Back in October, the Institute for Free Speech sued South Dakota to keep from being ticketed for publishing materials claiming that Amendment W and Initiated Measure 24 violated free speech rights. The Virginia think tank was concerned that the state would bust IFS under SDCL 12-27-16, our statute requiring that any such “independent communication expenditures” worth more than $100 “concerning candidates, public office holders, ballot questions, or political parties” be reported to the Secretary of State and include disclaimers listing the communicating entity’s top five donors. In court, Attorney General Marty Jackley said the state had no intention of enforcing SDCL 12-27-16 on IFS, but Judge Roberto Lange was like, promises schmomises, and issued an injunction saying that publishing an analysis of ballot measures on one’s website and alerting the media thereto are not subject to South Dakota’s campaign finance reporting laws.

But now that its analysis is published and the election is over, the Institute for Free Speech is still in court. Headed by former FEC commissioner Bradley A. Smith, who deep down wants to repeal all campaign finance laws, IFS filed an amended complaint on December 7 seeking permanent overturnal (my term, not theirs) of our allegedly unconstitutional laws requiring reporting of independent communication expenditures:

IFS v Jackley & Krebs, Amended Complaint, US District Court of South Dakota #3:18-cv-03017-RAL, 2018.12.07, p. 2.
IFS v Jackley & Krebs, Amended Complaint, US District Court of South Dakota #3:18-cv-03017-RAL, 2018.12.07, p. 2.

IFS can’t simply argue that the state is banning their speech (they made that argument separately in their October analysis on Initiated Measure 24, and they’re right).
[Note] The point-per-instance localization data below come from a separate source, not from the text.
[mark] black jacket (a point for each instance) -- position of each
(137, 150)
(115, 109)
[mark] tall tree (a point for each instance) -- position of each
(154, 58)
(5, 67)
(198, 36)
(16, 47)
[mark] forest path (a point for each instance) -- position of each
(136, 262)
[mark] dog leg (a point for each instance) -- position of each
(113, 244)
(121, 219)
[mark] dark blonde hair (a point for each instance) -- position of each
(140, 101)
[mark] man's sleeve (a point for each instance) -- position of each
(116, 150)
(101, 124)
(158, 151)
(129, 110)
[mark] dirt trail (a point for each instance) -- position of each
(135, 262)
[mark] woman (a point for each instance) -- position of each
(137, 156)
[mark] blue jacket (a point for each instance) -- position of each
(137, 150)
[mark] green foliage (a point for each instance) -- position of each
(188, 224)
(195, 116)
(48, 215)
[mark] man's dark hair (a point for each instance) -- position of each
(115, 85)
IFS has to argue that the reporting requirements invade associational privacy and chill their speech. IFS does that and adds that the language in Chapter 12-27 is too vague, subjecting any speech “concerning” a ballot measure to reporting requirements and potential legal penalty.
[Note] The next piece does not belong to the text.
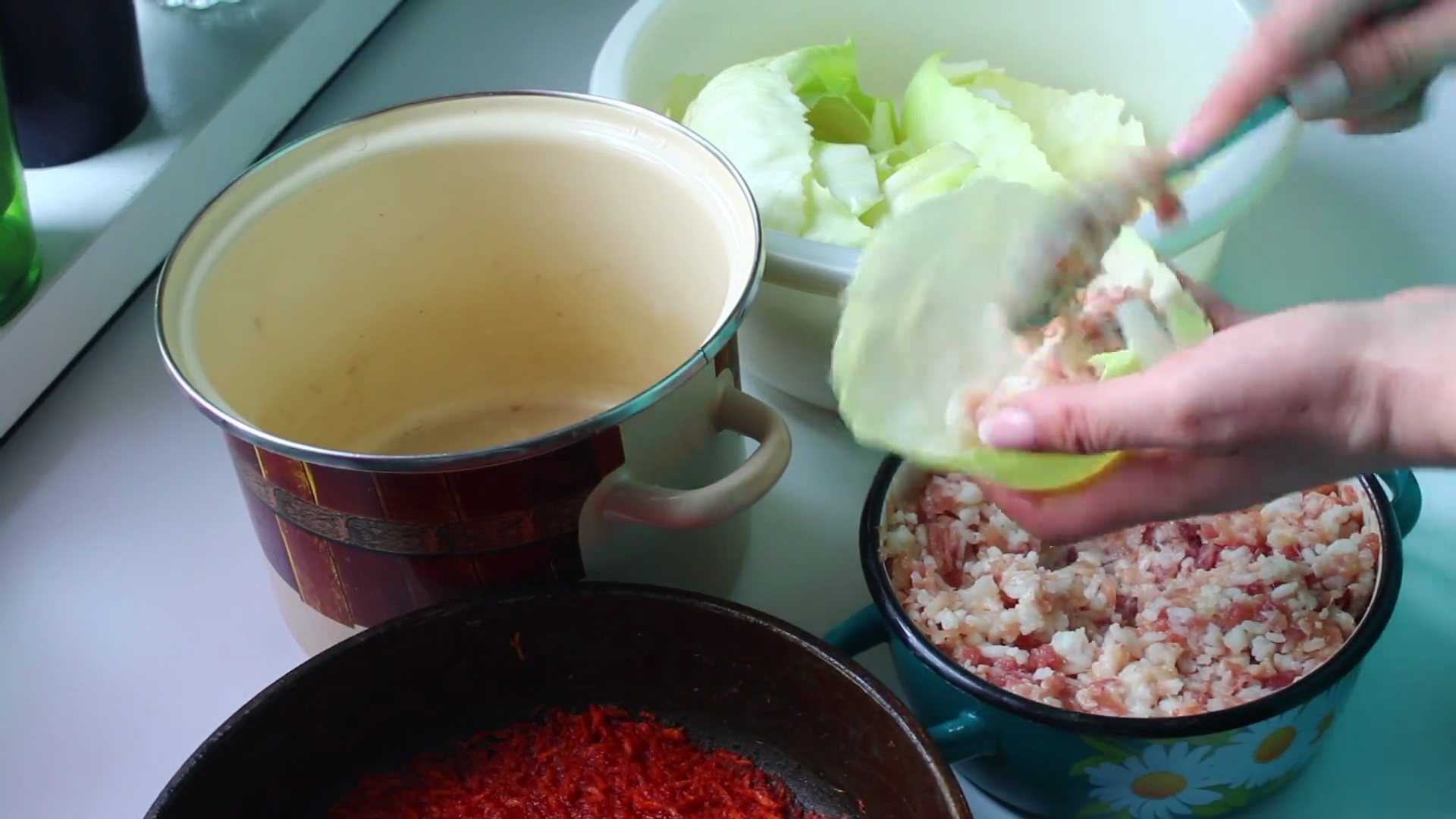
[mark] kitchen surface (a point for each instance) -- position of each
(136, 611)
As a side note, the lead lawyer signing this amended complaint is Representative-Elect Jon Hansen, who could satisfy his clients concerns and put a swift end to this lawsuit by pushing a law to repeal SDCL 12-27-16 and strike that vague definition of “independent communication expenditure” from SDCL 12-27-1. But why would a legislator want to pass a bill that would mean his clients could end their lawsuit and stop paying him $170 an hour?

One Comment

  1. Donald Pay 2018-12-14 20:15

    These guys are fighting in court to uphold the righty “out-of-state oligarchs’ money is speech” argument. I bet they aren’t funded by $10 checks from South Dakota retirees. Maybe they should open up their books so we could see who funds them. I’d like to see Bradley A. Smith’s bloody head on a pike on Welcome to South Dakota signs. That’s the kind of free speech I like, and it didn’t cost me a nickel. Can I get an Amen, G. Marky?